I was in our local store recently buying the usual sosiski and smetana when the saleswoman asked me where the children were.

"All in school," I replied happily.

Ikh ne obizhayut? "Are they mistreated there?" she asked matter-of-factly.

The question came as no surprise to me because unfortunately this is a common enough response when Russian schools come up, just as a writer in this space noted recently.

"No," I said. "Ours is a kind school." She looked baffled by this obvious contradiction in terms and turned to the next customer.

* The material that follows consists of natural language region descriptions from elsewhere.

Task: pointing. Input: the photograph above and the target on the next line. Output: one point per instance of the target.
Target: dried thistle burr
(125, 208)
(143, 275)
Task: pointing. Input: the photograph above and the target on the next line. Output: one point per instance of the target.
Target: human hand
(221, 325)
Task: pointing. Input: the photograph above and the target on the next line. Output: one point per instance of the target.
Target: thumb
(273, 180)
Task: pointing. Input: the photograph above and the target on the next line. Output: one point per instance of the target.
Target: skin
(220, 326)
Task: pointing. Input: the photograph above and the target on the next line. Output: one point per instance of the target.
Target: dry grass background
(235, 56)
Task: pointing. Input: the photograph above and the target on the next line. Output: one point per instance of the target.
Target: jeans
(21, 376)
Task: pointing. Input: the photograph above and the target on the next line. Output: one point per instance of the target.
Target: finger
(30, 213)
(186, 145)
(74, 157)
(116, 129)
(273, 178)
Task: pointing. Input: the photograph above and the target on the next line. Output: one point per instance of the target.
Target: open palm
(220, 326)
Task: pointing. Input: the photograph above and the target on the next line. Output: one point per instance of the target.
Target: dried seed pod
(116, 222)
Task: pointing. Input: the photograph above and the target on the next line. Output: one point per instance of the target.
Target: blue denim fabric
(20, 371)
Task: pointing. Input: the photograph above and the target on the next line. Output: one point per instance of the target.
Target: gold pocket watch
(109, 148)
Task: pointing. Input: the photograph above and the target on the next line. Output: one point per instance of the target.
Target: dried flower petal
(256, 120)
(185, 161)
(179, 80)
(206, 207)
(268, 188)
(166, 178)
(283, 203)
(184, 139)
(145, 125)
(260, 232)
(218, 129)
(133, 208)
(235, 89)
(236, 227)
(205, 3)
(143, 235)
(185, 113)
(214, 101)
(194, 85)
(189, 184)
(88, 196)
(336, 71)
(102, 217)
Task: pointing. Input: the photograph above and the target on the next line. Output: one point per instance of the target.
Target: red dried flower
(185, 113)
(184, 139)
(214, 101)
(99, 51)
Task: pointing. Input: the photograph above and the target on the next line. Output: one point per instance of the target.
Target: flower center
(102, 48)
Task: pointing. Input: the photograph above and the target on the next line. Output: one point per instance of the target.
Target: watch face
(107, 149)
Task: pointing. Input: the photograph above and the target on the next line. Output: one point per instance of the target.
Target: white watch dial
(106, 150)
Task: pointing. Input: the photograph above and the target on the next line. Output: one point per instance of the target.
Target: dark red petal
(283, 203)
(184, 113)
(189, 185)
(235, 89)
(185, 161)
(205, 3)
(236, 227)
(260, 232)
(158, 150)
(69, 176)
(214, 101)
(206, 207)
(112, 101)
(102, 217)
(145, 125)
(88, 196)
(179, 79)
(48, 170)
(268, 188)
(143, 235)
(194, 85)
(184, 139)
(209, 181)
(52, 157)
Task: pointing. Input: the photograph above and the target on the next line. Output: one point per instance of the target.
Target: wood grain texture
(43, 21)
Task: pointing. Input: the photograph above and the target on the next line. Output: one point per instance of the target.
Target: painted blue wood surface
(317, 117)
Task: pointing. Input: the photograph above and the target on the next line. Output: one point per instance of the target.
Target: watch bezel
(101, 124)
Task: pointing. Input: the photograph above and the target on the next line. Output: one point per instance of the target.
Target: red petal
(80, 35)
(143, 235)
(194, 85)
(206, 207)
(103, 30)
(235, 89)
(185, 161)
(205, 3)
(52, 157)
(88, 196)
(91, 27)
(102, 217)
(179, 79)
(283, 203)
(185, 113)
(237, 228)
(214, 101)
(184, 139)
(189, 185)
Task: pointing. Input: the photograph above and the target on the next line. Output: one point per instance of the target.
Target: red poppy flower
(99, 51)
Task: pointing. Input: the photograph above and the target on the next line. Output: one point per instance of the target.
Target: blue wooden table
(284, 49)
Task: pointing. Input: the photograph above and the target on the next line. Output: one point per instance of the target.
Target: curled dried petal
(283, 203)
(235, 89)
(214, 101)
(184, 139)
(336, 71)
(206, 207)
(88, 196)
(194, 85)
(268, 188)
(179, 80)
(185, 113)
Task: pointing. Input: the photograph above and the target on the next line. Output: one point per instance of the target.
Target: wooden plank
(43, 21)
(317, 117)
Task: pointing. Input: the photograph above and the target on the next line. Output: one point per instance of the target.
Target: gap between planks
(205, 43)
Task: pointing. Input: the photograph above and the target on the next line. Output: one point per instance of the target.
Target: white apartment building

Discipline in the bad old English tradition of "spare the rod and spoil the child" is the pivot of education here. Corporal punishment is against the law, but disciplining a child means punishing him into blind obedience, as opposed to training a child to feel responsible for his own actions.

What never ceases to amaze me is that so many parents are all for this former version. Now anxious moms and dads are searching for the perfect school, and, for the majority, the word "ideal" is synonymous with "strict." Sasha's first school, a private school, was run on the principle that sarcasm, humiliation and bullying children into submission were the best tools of education, and yet I had huge difficulties getting her accepted because it was (and is) so popular.

They stood her in the corner as a dunce, slapped her and taught her not to tell me anything about mistreatment. But when I found she wasn't sleeping nights and was crying every morning before school, I went in to talk to the principal, who immediately called Sasha up before her, fixed her with her gimlet eye and demanded to know if she liked school. "Yes, yes!" said the poor girl, looking like a mouse hypnotized by a snake. "There you are, then," said the principal triumphantly to me. "You have two other children to look after. Leave Sasha to us."

Needless to say, Sasha now goes to another school, aptly named Freestyle, which is like heaven on earth when compared to most schools. It brings a Western-style approach to the Russian curriculum with all the emphasis on encouragement rather than punishment and aims for the unthinkable: making school a fun place to be. The academic results are great, but is this what parents want? Not a bit. A private school down the road from ours is on the right track when it advertises itself as offering "quality education and rigid discipline."

All my children now go to Freestyle and never want to leave when I pick them up. But the father of one of Anna's friends,Asya, refused to send her here because "life is tough and the sooner you learn to protect yourself the better."

Asya's mom agreed to the decision but was saddened. "When Asya went to school she changed," she says sadly. "She lost her joyfulness."